We saw this occur in mass in the trenches of World War I. Known as The Christmas truce of 1914, men who had all simply run out of hate for their fellow man began a series of widespread unofficial ceasefires along the Western Front. They climbed out of their holes, and wandered into no-man's land between their trenches, the killing floor of their allegiances, with a desire for nothing more than to be purely human for Christmas. The ring leaders were all court-martialed, of course, for failing to keep their men from acting like anything but machines for God and country. For in the army, one can only demonstrate their love and courage for God and country, through their unflagging devotion to kill and die hating anyone who is ordered to do the same thing for their own God and country. 

I don't know about you, but that "coward" for patriotism and dogmatism is a martyr for the love of life and others above all other things. And this is just as courageous as being crucified for the love of humanity overall all other divisive distinctions we dream up and come to depend upon, out of an addiction to our fears of others masquerading as a love of God, so often called "religion." 

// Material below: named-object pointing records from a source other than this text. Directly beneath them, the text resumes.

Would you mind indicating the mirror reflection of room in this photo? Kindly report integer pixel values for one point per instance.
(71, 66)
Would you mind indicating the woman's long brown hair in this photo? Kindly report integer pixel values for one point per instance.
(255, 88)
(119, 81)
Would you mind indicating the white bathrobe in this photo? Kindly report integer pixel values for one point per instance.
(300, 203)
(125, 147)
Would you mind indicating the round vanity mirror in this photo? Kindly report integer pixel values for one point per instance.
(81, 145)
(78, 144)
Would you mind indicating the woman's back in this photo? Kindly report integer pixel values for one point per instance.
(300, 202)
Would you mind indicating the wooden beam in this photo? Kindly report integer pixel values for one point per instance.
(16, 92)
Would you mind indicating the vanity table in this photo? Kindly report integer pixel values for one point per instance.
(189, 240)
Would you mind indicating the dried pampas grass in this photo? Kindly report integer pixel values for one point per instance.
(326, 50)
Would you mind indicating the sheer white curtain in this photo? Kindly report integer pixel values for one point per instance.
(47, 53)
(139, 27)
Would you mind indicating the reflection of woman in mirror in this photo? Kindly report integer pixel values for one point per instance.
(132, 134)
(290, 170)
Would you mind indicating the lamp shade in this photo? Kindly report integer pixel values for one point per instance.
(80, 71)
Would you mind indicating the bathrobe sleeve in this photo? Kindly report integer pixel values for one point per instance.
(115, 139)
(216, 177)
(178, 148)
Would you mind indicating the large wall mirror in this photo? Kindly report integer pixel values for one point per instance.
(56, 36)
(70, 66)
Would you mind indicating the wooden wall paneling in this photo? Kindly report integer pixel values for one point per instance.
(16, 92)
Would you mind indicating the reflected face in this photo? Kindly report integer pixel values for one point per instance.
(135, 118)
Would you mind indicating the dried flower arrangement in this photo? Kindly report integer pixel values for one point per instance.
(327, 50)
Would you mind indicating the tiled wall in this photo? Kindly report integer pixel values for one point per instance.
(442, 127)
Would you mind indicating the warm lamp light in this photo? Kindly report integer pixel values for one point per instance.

The world doesn't need the "courage" of which Lewis speaks, which has only sacrificed countless billions to the greatness of one brand of beliefs and ideas or another, it needs cowards; cowards who are so terrified of hate in all of its forms and disguises, that they are courageous enough to love humanity as their only begotten family, to which they have the privilege to belong, but of which they are also ashamed of as well, for what we have become as a race of homo sapiens.  

And out of a love for that privilege, however daunting the mountain looks they must climb or the weight of the cross they must carry,  they work and pray to amend for that shame; and to be forgiven by life itself, for failing to appreciate it for others as much as oneself, over everything else, and especially over death with honor, for one brand of beliefs or another.